How do you pass a templated/overloaded function to RDataFrame define/filter?
The alternative would be to use strings or lamdas after depending on the column type, neither of which is convenient.
template <typename T>
RVec<T> square(RVec<T> vec)
{
RVecD squared_vec;
for (auto v : vec)
{
squared_vec.push_back(v * v);
}
return squared_vec;
}
int main()
{
ROOT::RDataFrame df(10);
auto df_defines = df.Define("x", get_random_vector)
.Define("y", get_random_int_vector)
.Define("x_squared", square, {"x"})
.Define("y_squared", square, {"y"});
df_defines.Display({"x", "y"})->Print();
return 0;
}
RVecD get_random_vector()
{
RVecD vec;
for (int i = 0; i < 10; i++)
{
vec.push_back(gRandom->Gaus());
}
return vec;
}
RVecI get_random_int_vector()
{
RVecI vec;
for (int i = 0; i < 10; i++)
{
vec.push_back(gRandom->Integer(10));
}
return vec;
}
Please fill also the fields below. Note that root -b -q will tell you this info, and starting from 6.28/06 upwards, you can call .forum bug from the ROOT prompt to pre-populate a topic.
ROOT Version: Not Provided Platform: Not Provided Compiler: Not Provided
Pass by const reference collections such as RVec ( e.g. myfunc (const RVec<T>& v))
The VecOps can greately facilitate operations on RVecs, e.g. sqrt(myRvec) returns an RVec of the square roots, or myRvec*myRvec returns the vec of squares
I have a non trivial modification that has to go through each column. The above was just a reproducer.
Passing the type explicity is not ideal for the situation but I suppose it has work.
Just checking if you have a better recommendation.
for (auto col : column_list)
{
auto type = rdf.GetColumnType(col);
if (type.find("double") != std::string::npos)
rdf = rdf.Define(col + "_mod", square<double>, {col})
else if (type.find("int") != std::string::npos)
rdf = rdf.Define(col + "_mod", square<int>, {col})
...
}
This has to be done for each unique column type which itself is a long list containing unsigned int and various other type modifiers.

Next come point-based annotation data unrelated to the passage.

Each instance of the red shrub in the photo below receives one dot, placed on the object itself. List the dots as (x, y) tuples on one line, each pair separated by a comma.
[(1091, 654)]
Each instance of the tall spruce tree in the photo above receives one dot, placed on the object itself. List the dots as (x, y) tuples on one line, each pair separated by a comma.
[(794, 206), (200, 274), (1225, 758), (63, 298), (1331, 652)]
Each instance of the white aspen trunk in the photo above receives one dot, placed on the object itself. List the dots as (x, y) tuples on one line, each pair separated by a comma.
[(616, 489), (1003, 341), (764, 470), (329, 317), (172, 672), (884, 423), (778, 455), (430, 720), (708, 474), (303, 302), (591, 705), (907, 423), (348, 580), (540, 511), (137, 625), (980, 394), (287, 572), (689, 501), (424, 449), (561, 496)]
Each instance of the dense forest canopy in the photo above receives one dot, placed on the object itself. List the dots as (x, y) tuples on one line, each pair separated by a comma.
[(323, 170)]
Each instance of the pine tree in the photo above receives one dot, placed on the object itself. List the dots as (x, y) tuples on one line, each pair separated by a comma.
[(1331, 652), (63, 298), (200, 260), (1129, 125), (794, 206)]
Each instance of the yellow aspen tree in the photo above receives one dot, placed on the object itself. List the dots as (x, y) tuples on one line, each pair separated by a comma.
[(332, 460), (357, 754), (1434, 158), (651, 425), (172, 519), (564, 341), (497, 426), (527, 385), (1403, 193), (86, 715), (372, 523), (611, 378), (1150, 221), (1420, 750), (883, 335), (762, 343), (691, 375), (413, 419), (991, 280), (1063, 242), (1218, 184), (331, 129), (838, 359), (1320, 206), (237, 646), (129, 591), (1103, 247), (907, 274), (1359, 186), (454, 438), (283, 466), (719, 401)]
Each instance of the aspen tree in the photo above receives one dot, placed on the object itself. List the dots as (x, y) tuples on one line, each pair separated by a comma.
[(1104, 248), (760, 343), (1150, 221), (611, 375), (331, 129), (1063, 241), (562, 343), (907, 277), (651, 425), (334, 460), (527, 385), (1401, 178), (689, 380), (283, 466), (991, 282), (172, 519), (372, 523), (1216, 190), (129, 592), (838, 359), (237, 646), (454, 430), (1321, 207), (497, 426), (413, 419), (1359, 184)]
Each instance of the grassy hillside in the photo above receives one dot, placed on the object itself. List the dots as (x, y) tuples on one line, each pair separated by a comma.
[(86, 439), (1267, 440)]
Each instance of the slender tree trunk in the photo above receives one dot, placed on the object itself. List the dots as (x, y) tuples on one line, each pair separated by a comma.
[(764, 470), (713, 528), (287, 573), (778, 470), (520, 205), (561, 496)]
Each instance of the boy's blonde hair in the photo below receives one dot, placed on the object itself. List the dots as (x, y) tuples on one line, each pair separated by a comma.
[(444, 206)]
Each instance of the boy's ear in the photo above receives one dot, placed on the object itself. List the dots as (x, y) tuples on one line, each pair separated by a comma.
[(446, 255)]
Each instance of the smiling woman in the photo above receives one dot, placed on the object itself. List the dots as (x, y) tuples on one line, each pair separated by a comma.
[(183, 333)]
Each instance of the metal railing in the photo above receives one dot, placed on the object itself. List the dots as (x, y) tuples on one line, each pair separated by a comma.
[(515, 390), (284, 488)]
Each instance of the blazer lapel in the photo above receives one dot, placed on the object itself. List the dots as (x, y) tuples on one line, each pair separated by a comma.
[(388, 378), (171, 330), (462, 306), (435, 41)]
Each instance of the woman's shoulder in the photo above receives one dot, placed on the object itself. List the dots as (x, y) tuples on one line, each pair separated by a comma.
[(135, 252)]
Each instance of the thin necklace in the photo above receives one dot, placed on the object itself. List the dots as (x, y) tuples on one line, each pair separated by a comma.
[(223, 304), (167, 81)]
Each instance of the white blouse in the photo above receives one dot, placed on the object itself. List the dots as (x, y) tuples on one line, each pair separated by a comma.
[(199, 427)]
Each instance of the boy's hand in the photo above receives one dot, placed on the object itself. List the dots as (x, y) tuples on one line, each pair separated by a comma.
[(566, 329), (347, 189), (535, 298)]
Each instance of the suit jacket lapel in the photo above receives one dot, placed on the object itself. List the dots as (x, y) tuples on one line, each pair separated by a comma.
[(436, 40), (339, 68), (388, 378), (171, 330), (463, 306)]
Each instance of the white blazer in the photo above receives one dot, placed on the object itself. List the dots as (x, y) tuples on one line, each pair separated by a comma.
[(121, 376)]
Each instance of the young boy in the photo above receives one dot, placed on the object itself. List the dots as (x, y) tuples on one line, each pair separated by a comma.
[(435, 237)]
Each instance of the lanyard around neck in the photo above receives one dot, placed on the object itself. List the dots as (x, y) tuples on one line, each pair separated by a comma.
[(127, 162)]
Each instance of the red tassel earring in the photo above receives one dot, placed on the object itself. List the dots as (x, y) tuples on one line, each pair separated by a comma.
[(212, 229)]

Do let me know if there is anything better to do here.
The column type is something that can be known only at run time, while the template type is something that has to be known at compile time: reconciling these two is always going to require some work.
One option could be to create all of your functions as overloads, not templates, jit them with cling, and then invoke them in the define. Depending on your functions, the performance penalty may be small to negligible:
...
gInterpreter->Declare("#include \"myFunctions.h\"")
for (const auto& col : column_list) {
rdf = rdf.Define(col + "_mod", "foo("+col+")"); // <-- this invokes the right overload
}
...